Jerome Powell, chairman of the Federal Reserve’s board of directors, speaks to reporters after the Federal Reserve raises its target rate by three-quarters of a percentage point to stem a disruptive rise in inflation, during a news conference following a two-day meeting of the Federal Reserve. Federal Open Market Committee (FOMC) in Washington, US, June 15, 2022.
Elizabeth Frantz | Reuters
Federal Reserve chairman Jerome Powell emphasizes that the central bank is not deliberately trying to cause a recession and that the economy is on a solid footing, which is exactly what someone in his position would expect.
The problem is that the Fed will go into recession anyway, as data shows the economy is far from stable.
As a result, markets fizzled on Thursday, from a positive response on Wednesday to Powell’s comments after the meeting to defeat as concerns rage over the effect higher interest rates and tighter monetary policy will have on a fragile state. of business.
“What the market is worried about, even before you go into a recession, is a policy mistake, that the Fed is breaking something,” said Quincy Krosby, chief equity strategist at LPL Financial. “The market is also questioning his statement that the economy is strong.”
More specifically, two comments from the Fed chairman stand out from the press conference: First, that the Fed is not trying to “drive a recession now. Let’s be clear about that.” Also, “There is no sign of a broader slowdown that I can see in the economy.”
In fact, there are numerous signs of a slowdown.
On Thursday alone, property data for May showed a 14.4% monthly slowdown in housing starts at a time when there is a chronic housing shortage. A Fed poll of manufacturing showed continued contraction in the Philadelphia area. Weekly unemployment claims were also higher than expected.
That data is piling up on other recent points: inflation at its 41-year high, consumer confidence at an all-time low and falling retail spending amid dramatically higher prices.
“Growth would at least slow even before the Fed puts the brakes on,” said Tom Porcelli, chief US economist at RBC Capital Markets. “The evidence on that now seems to be growing on a pretty consistent basis… With all due respect to” [Powell’s] comment, it’s just inconsistent with the data on the ground.”
The problem with the solution
In the wake of Wednesday’s decision to raise benchmark interest rates by 75 basis points, the biggest move in 28 years, Wall Street’s reactions to the rise, plus Powell’s comments, converged around a few common themes.
First, as Krosby said, “the market believes the Fed is going to ease inflationary pressures.”
“That’s the problem now. There’s a sense in the market that he could lead us straight to the Fed to break something, which is a policy mistake,” she added.
Second, there was a general lack of clarity about what happens next. Will the Fed increase 50 basis points or 75 basis points in July? Powell’s statements showed both are on the table, but his seemingly glass-half-full comments about the economy left more leeway than markets trusted.
Finally, the chairman contradicted himself several times.
He noted that the Fed has little control over inflation inputs such as energy and food prices, but said the Fed will continue to rise until gas prices fall.
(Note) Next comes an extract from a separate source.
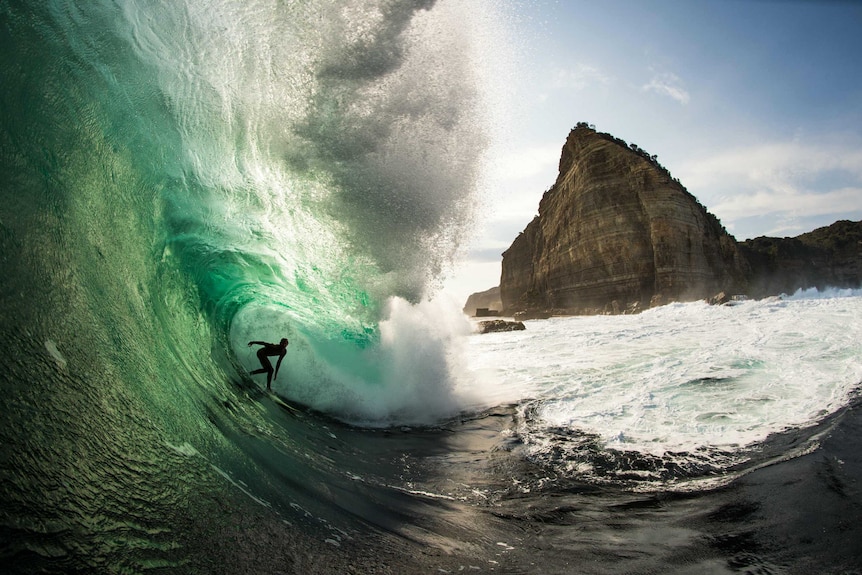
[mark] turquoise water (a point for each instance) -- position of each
(180, 178)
He also said inflation expectations are well anchored, while admitting that the policy change from a half-percentage point increase to Wednesday’s move was impacted by rising inflation prospects, according to Friday’s University of Michigan survey.
And then there was the economic issue, with the chairman insisting the economy is well positioned to handle higher interest rates, while an Atlanta Fed index shows flat economic growth in the second quarter after dropping 1. 5% in the first quarter.
A ‘confused’ Fed chief
Taken together, Powell’s comments “came across as confused, lack of confidence and heightened macroeconomic and financial stability risks,” Bespoke Investment Group said in a client note.
The company also hired Powell to focus on food and fuel inflation, which are generally outside the Fed’s purview.
Not only are the Fed explicitly targeting the wrong variable and ignoring the outlook, they also appear far too optimistic about near-term growth; Powell’s description of consumer spending as ‘strong’ amid ‘no sign of a broader economic slowdown “adds to our concern that the Fed is lagging behind and is heading for a policy error as a result,” Bespoke said.
Powell confirmed that he and his fellow policymakers are not locked into a specific course of action, but are guided by data.
He may not like what he sees for a while, especially if he focuses on headline influences, such as gasoline and groceries.
RBC’s Porcelli said those numbers will likely point to a 9% annual increase for the remainder of the summer, putting the Fed in a potential box if it uses those levels as policy triggers.
“They need an exit. They need to recognize the reality that they can’t control this stuff,” Porcelli said. “They need to have a better story. Besides him laying out a more cohesive strategy for how they’re dealing with this, it lends itself to the idea that they might be making a more meaningful policy mistake.”